Förderkreis für Kirchenmusik St. Martin veranstaltet Carillon-Konzert
Beim zweiten Kapitel "A Passion For Arranging Nostalgic And Recognisable Themes" waren Klassiker der Gefühlswelt geboten wie "La Vie En Rose" von Edit Piaf (1915 bis 1963) oder "The Man I Love" von George Gershwin (1898 bis 1937). Peter Bray brachte dafür die Glocken in feinfühliger Dynamik zum Singen und Swingen, geradezu traumhaft. Sodann "Romantic Belgian Classics" als drittes Kapitel, wobei der belgische Glockenspieler Jef Rottiers (1904 bis 1985) mit Ballade und "Sprookje", also einer Erzählung, zu hören war. Der Carillonneur verlieh seinem Spiel märchenhafte Züge, auf unheilvolle Akkorde oder tiefe warnende Glockentöne folgten wasserfallartige Klangspiele und klirrend helle Klanggerinsel. Geboten war Dramatik pur.

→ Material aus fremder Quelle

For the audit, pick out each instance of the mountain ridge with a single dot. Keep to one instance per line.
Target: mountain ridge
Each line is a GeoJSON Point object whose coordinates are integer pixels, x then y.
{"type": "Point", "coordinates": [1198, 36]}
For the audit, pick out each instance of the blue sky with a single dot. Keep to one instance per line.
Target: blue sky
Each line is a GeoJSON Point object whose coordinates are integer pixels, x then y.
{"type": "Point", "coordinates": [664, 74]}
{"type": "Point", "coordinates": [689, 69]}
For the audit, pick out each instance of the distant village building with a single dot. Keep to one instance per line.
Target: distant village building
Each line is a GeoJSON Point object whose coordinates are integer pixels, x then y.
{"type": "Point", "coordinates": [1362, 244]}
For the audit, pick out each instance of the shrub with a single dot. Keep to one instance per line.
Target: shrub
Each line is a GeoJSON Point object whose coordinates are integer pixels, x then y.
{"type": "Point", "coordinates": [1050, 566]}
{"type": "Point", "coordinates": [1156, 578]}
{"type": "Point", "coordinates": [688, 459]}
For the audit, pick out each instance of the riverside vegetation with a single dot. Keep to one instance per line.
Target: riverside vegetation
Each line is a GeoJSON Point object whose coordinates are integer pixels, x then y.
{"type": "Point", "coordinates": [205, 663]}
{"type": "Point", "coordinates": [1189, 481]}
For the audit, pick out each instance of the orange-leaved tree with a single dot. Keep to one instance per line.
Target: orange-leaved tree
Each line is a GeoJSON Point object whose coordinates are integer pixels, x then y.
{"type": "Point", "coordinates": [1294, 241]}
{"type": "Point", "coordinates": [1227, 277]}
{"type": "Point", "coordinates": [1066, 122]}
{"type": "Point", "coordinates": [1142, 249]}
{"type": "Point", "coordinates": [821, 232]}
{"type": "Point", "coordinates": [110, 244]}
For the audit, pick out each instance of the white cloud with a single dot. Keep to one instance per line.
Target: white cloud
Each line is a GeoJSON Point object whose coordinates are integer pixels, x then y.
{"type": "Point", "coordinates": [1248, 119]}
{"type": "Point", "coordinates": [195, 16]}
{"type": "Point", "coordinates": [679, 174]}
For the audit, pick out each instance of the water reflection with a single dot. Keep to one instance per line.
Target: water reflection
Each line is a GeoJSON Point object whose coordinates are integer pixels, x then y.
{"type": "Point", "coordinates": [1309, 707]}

Der letzte Programmteil "Melodious Modern Masterpieces" führte endgültig in die gegenwärtige, rein fürs Glockenspiel komponierte Literatur. Mit "Image No. 2" von Émilien Allard (1915 bis 1976) wurde das Stück eines gern gehörten kanadischen Carillonneurs und Komponisten aufgeführt. Unüberhörbar und schön herausgehoben dabei die impressionistischen musikalischen Farbtupfer. Mit "Modal Nocturne" von Geert D’hollander (geboren 1965) und einer "Sonatine" von Stefano Colletti (geboren 1973) wurden noch einmal anspruchsvolle, komplexe Kompositionen aufgeführt.
"Royal Queen Fabiola International Carillon Competition" im Juli in Mechelen
Die jeweils mit großem Applaus bedachten Stücke zeigten, dass die Nische Carillonmusik in Illertissen seit dem Einbau des Turmglockenspiels im Jahr 2006 ihren Platz im Kulturleben der Stadt hat. Und umgekehrt: Illertissen ist mit seinem 51 Glocken zählenden Instrument in der Carillonszene bekannt. Peter Bray legte 2022 sein Diplom im Hauptfach Musik an der Australian National University ab und machte 2023 den Abschluss an der Royal Carillon School "Jef Denyn" in Mechelen. Im Juli wird er nach 2019 dort erneut beim berühmten Wettbewerb "Royal Queen Fabiola International Carillon Competition" antreten. Auf dem Weg dorthin hat er sich in Illertissen schon mal warm gespielt.